New research on the Niger River Basin finds that the effects of climate change in the region are pervasive and that “latent conflict” between groups – disagreements and disputes over damage to farmland and restricted access to water, but not physical violence – is common.
Climate change destabilizes communities by adding uncertainty and stress, Vernon said, and when a community is already vulnerable, the impacts of those uncertainties and stresses are amplified and the potential for conflict is greater. In every community examined in the study, climate-induced vulnerability led to some kind of conflict. More often than not, however, that conflict took the form of disagreements, or “latent conflict,” rather than violent conflict – a reason for optimism in the face of dire predictions that an era of climate wars is upon us.
Throughout the basin, river flows and rainfall have been decreasing since the 1970s, said Goulden, creating tension between two of the major communities living in the basin – farmers and pastoralists. Pastoralists are forced to travel farther to bring their herds to water, while farmers are expanding their cropland to feed growing populations, reducing the pathways available to herders and their livestock.

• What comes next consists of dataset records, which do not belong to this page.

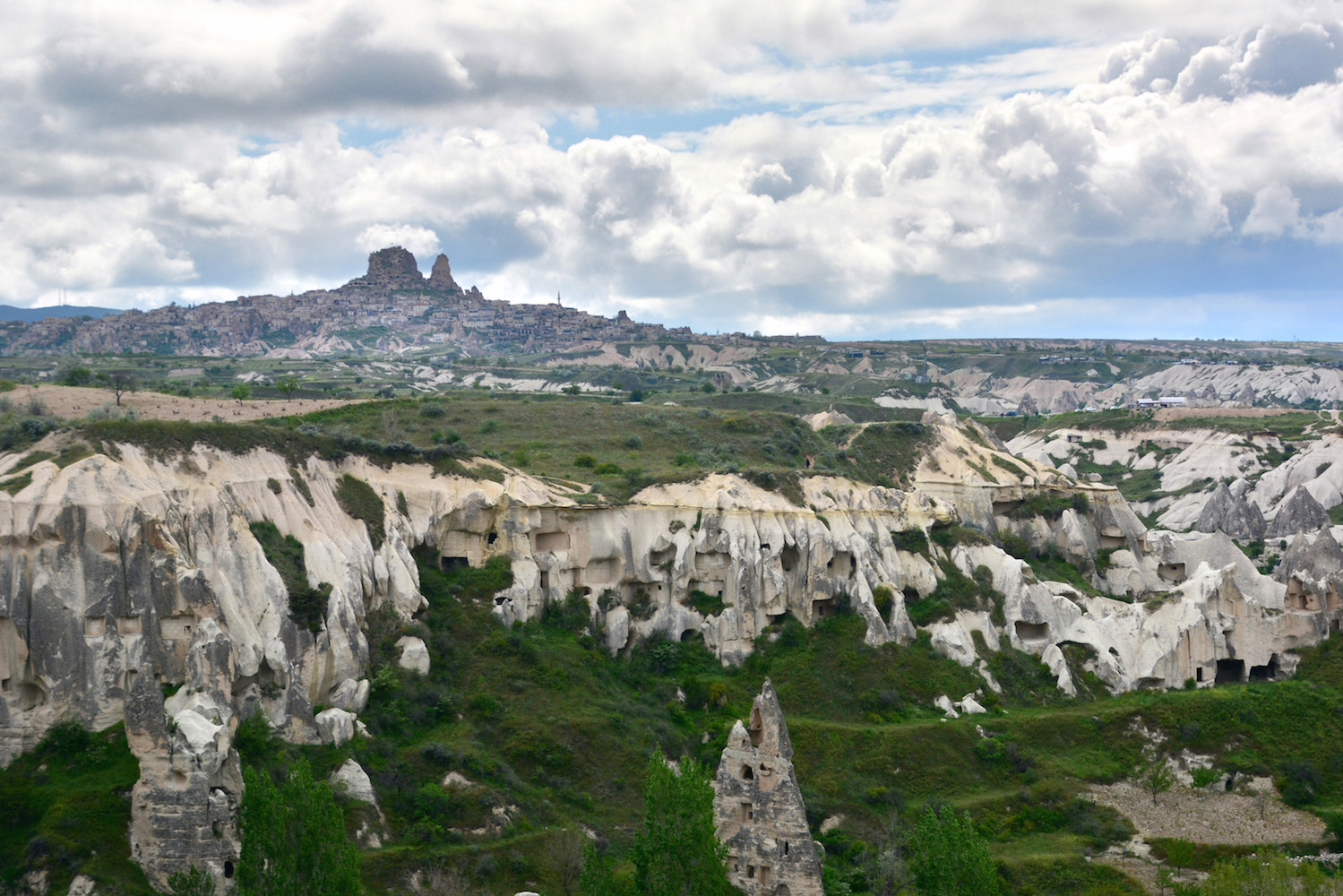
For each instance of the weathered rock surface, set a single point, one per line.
(1313, 571)
(1235, 516)
(133, 573)
(758, 807)
(1299, 512)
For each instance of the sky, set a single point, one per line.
(900, 169)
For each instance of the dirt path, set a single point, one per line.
(75, 402)
(1209, 817)
(1184, 413)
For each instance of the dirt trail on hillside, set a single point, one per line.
(1209, 817)
(1167, 414)
(74, 402)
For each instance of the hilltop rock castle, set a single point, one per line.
(392, 306)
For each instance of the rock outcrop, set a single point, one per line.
(388, 269)
(758, 807)
(441, 277)
(1299, 512)
(1235, 516)
(1313, 571)
(129, 571)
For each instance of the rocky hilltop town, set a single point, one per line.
(392, 303)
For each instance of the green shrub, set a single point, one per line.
(306, 605)
(882, 598)
(360, 501)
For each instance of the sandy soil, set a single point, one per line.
(1209, 817)
(75, 402)
(1184, 413)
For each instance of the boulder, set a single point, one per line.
(353, 782)
(350, 694)
(971, 707)
(1235, 516)
(758, 807)
(335, 727)
(414, 654)
(1297, 512)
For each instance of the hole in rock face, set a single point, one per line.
(31, 696)
(1031, 632)
(552, 541)
(1230, 670)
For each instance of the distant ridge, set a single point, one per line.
(30, 314)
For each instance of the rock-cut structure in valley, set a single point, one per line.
(758, 807)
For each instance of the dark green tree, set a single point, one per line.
(597, 877)
(295, 839)
(1268, 876)
(678, 853)
(947, 857)
(191, 883)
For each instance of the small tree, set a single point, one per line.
(597, 877)
(120, 383)
(1158, 778)
(191, 883)
(295, 839)
(678, 852)
(947, 857)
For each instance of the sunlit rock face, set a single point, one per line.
(132, 576)
(758, 807)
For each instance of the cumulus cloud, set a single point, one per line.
(420, 241)
(207, 147)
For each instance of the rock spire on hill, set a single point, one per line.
(1299, 512)
(1235, 516)
(441, 277)
(758, 807)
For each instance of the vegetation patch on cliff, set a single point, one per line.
(65, 809)
(285, 552)
(358, 500)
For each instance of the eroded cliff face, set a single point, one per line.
(136, 576)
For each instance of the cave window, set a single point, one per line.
(756, 729)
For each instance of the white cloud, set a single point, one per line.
(201, 144)
(420, 241)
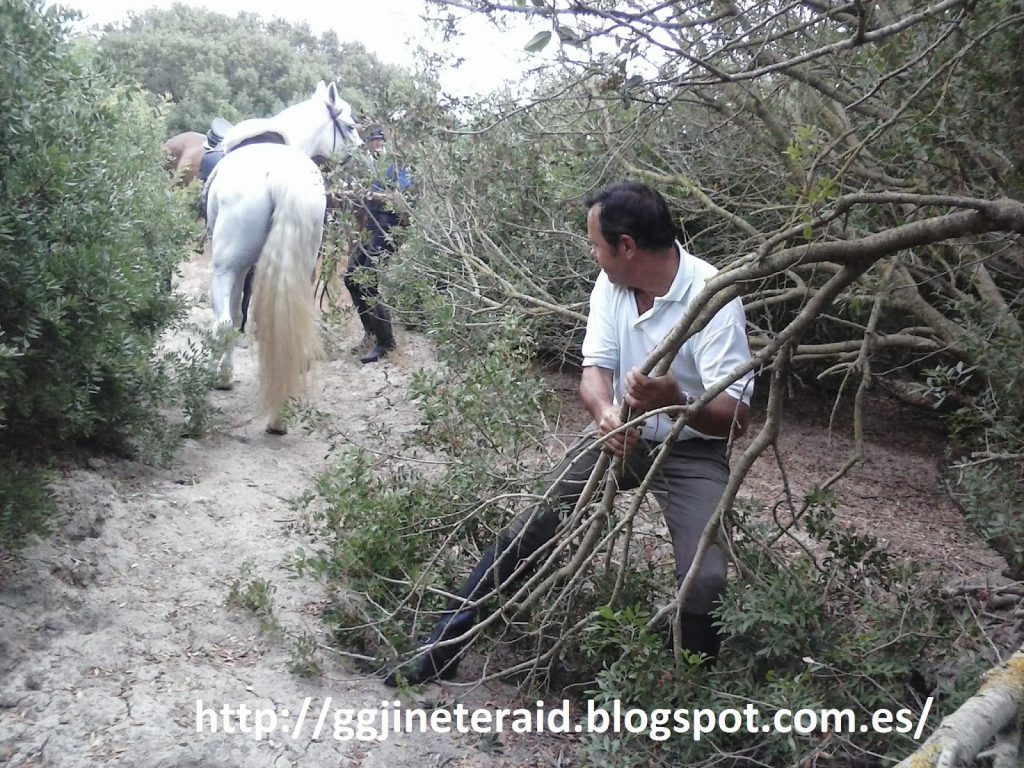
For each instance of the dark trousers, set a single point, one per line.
(361, 280)
(688, 487)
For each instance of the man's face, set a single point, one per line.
(605, 254)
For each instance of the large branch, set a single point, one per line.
(979, 722)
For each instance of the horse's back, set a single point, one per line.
(248, 186)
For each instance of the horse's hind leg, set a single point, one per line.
(222, 299)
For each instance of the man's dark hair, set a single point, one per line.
(634, 209)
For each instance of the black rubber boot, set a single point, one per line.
(700, 636)
(379, 321)
(432, 660)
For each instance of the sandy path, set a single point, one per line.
(111, 631)
(115, 628)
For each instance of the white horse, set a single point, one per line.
(266, 202)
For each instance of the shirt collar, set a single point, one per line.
(683, 280)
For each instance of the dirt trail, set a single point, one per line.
(112, 630)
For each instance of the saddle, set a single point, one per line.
(218, 129)
(257, 130)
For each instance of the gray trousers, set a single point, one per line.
(688, 487)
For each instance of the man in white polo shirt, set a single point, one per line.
(647, 283)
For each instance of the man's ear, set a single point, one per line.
(628, 246)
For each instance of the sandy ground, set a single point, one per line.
(113, 631)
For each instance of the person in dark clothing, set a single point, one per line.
(647, 284)
(379, 213)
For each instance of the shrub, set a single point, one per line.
(90, 231)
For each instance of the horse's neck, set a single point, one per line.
(300, 125)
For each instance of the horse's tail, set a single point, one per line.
(287, 332)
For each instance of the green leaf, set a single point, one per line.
(538, 42)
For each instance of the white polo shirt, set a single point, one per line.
(620, 339)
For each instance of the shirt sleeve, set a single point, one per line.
(721, 347)
(600, 345)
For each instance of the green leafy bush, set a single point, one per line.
(90, 232)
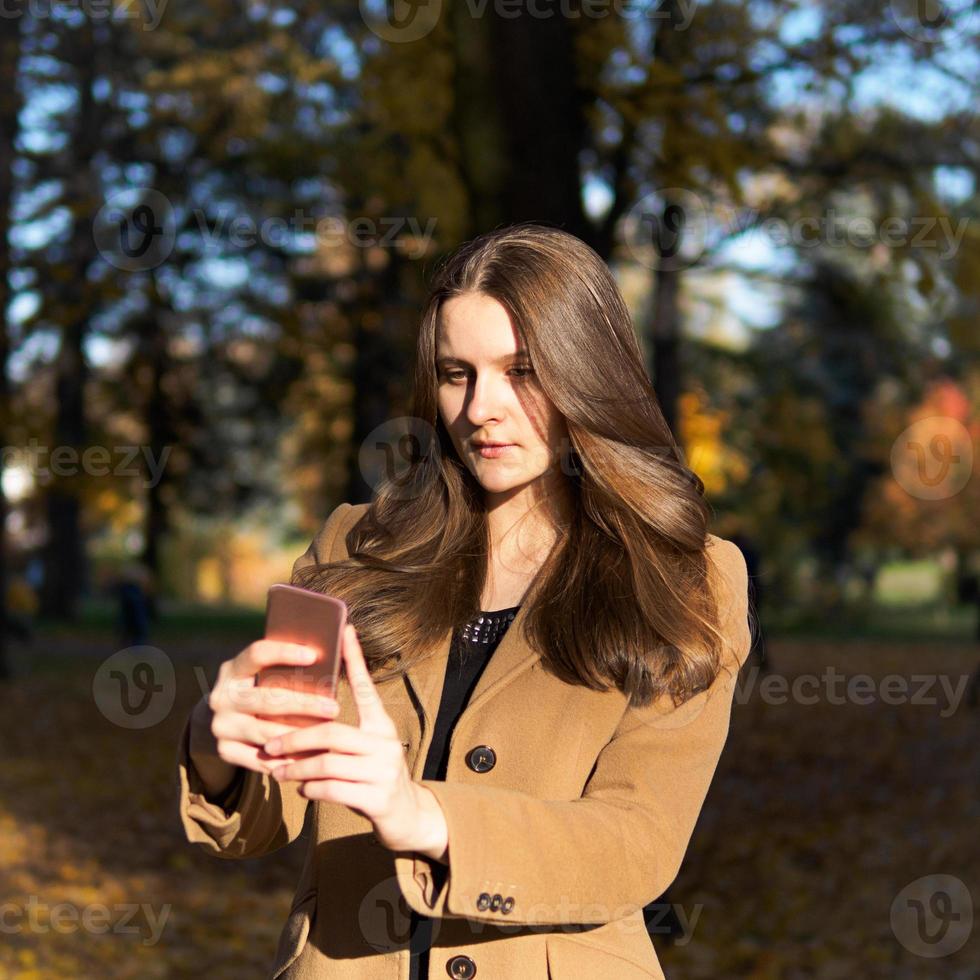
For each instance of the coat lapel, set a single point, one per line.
(512, 656)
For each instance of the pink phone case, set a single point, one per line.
(294, 615)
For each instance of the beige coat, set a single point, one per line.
(583, 819)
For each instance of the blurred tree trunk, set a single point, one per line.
(64, 551)
(10, 106)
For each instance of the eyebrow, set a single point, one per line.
(517, 355)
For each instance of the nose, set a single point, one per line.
(486, 400)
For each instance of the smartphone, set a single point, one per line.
(294, 615)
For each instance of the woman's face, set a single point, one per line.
(488, 393)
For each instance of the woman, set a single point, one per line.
(539, 669)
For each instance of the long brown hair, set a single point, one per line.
(623, 597)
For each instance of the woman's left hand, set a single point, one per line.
(363, 767)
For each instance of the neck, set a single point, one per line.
(525, 522)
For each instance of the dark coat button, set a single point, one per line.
(481, 759)
(461, 968)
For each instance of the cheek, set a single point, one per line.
(449, 407)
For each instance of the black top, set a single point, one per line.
(471, 649)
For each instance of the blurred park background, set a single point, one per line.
(217, 223)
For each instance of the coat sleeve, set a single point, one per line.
(257, 814)
(615, 849)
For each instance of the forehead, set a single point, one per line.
(475, 326)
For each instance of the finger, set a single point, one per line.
(273, 700)
(356, 769)
(333, 735)
(248, 756)
(269, 653)
(242, 727)
(370, 710)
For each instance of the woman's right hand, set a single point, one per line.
(237, 703)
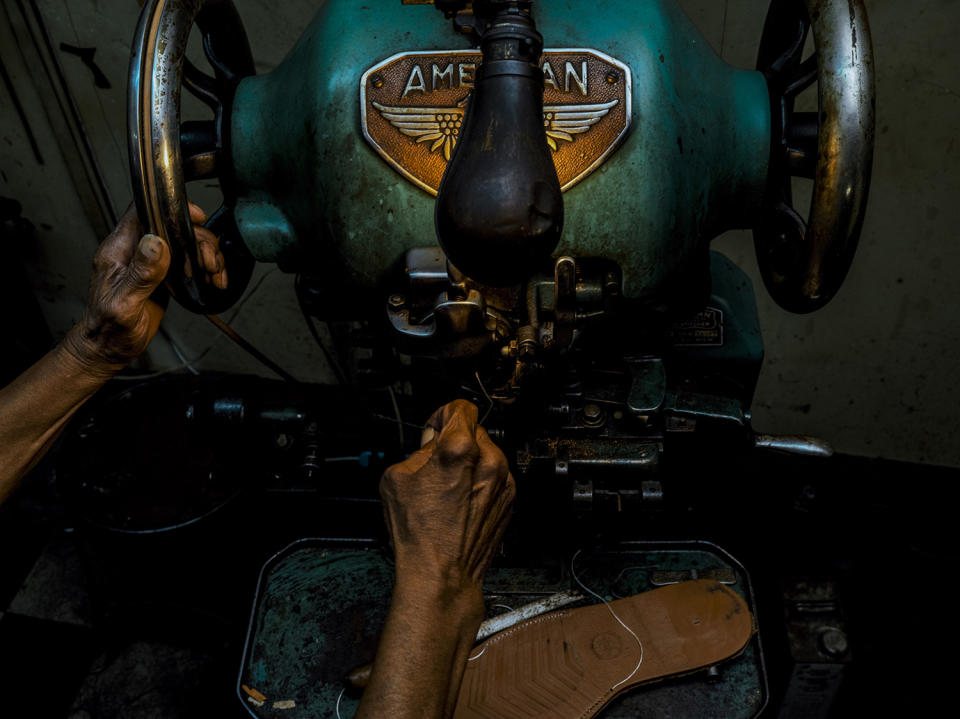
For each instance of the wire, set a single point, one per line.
(396, 411)
(485, 394)
(587, 589)
(184, 362)
(266, 361)
(331, 360)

Unfortunately, poor policy decisions have made tensions worse in some places. In Lokoja, Nigeria, for example, the government began dredging the Niger River in 2009 to improve commercial shipping. Officials said the dredging would reduce flooding, but in 2010, farmers suffered immensely from floods. The government’s false promises increased the farmers’ vulnerability, said Goulden, because, expecting to be protected from flooding, they were not adequately prepared, making the damage worse.
As a result, farmers are now building homes and developing cropland further away from the river, reducing land available to pastoralists and increasing the potential for conflict between the two communities.
Increased Resilience Is a “No-Brainer”
Climate in the Niger River Basin is marked by a high degree of variability – rainfall, river flows, and temperature already fluctuate a great deal and could become even more variable in the future, said Goulden.
That uncertainty has important implications for how people think about responding to climate change, said Abebe. “Development and adaptation policies must be flexible enough to cope with extreme variability both in the wetter and the dry conditions in the Niger River Basin,” he said.
Boosting resilience will be key to ensuring that vulnerable communities have the flexibility they need to respond to future crises, Vernon said.
“If the interaction of stress and vulnerability is the problem…it’s somewhat of a no-brainer that increased resilience is part of the answer,” said Vernon. And decisions on how to increase resilience “should be made at the lowest appropriate level…from high policy down to household and individual decisions.”
Different People, Different Levels of Resilience
Vernon’s emphasis on making decisions at the “lowest appropriate level” reflects the reality that various communities – and individual community members – experience climate change in different ways. Fostering adaptation strategies that take these variations into consideration will be an essential strategy for avoiding climate-driven conflict in the future.
In Mali, the Niger River flooded downstream of the Selingué Dam in 2001 and 2010, and in each case, researchers found divergent responses to the crises.
In the lead-up to the 2001 flood, dam operators had been intentionally keeping reservoir levels high in anticipation of increased demand for hydroelectric power during an upcoming soccer championship match. When heavy rains hit the area, though, the operators were forced to release huge amounts of water over a short period of time, causing massive flooding downstream.
In the flood’s aftermath, downstream farmers were able to successfully sue the power company for their losses, but downstream pastoralists had no comparable option. The pastoralists were therefore more vulnerable to the flood’s long-term impacts.
Responses differed within communities as well, often breaking down along gender lines. In 2010, when floods hit Mali again, men “were trying to help people move away from the flood water, and then afterward with rebuilding of homes,” said Goulden, “whilst women are concerned with finding shelter, cooking, and caring for the sick, elderly, and children.”
No “Massive Risk of Violence” in the Near Future
Policymakers are left with an urgent crisis – climate change – and a solution that is inherently time-intensive: building resilience in vulnerable communities down to the individual level, said Vernon.
“There is a risk of undermining the elements of resilience which exist already in responding too rapidly and too urgently based on the anxieties we have to the problem of climate change and insecurity,” he cautioned.
Fortunately, although the threat of climate change is urgent, Vernon said that the risk of that threat spilling over into violent conflict is still a long way off. “I think policymakers have got to be thinking about where might this lead,” he said, “but at the moment, in terms of this research, there was no evidence that there’s a massive risk of violence happening any time soon.”